Computational and Mathematical Excellence May 26, 2002
For nearly 30 years, Padberg has been a leader in computational integer programming and in combinatorial optimization theory.
In practice, Padberg has helped to design and implement "branch-and-cut" methods for finding exact optimal solutions to large traveling salesman problems, and this approach is a method of choice for finding approximately optimal solutions to tough industrial problems. The book provides the mathematical and computational background for understanding branch-and-cut; the established mathematical texts by Nemhauser and Wolsey and by Schrijver are less detailed and more condensed, and omit numerical issues. The treatment of modern simplex algorithms for linear programming---updating LU factorizations and using column- and constraint-generation and -purging---is excellent, and a large bibliography contains recent references. Besides industrial and Berlin-airlift scheduling problems, the book contains TSP examples of circuit-board wiring, U.S. state capitals, and Odysseus!
Three more highlights: The double description algorithm receives a complete description, and this is useful for combinatorial geometers. The discussion of integer-arithmetic and complexity theory is very readable, and these technical topics are slighted by interior-point books (besides Wright's quickie), despite their importance in integer programming and combinatorial optimization.
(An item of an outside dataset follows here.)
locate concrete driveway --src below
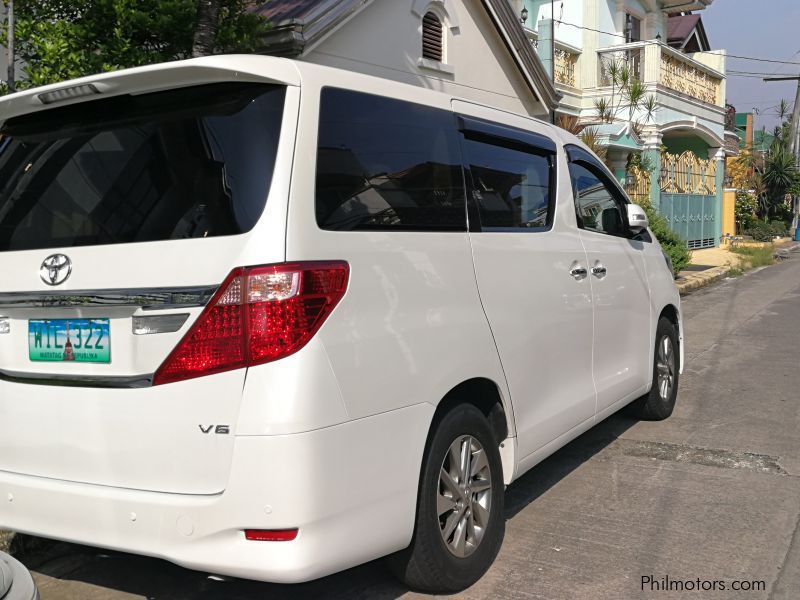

The discussion of interior-point algorithms emphasizes projective geometry, a beautiful theory that has inspired so much of optimization theory---besides Karmarkar's interior-point algorithm, Dantzig's simplex algorithm, Fenchel duality, Davidon's conic algorithm for nonlinear optimization, etc.).
The book is not a comprehensive survey of linear programming, and lacks a treatment of Nesterov's theory of self-concordant barrier-functions. Also, no treatment is given of pivoting algorithms besides Dantzig's (e.g., Terlaky's criss-cross method, Todd's oriented matroid algorithm).
A good reference for Linear Programming Theory Jun 1, 2000
This book is certainly a very good reference for theoretical topics of linear programming. It covers the Simplex method and the Ellipsoid algorithms. It also covers the geometry of linear programming (polyhedra and polytopes, etc). It certainly covers more topics than most other linear programming texts. As expected, a book writen for theoretical topics is certainly not easy to read, especially for people with no training in doing rigorous mathematical proofs. Also, not many examples or illustrations are given in this book, and this might be a problem for some readers.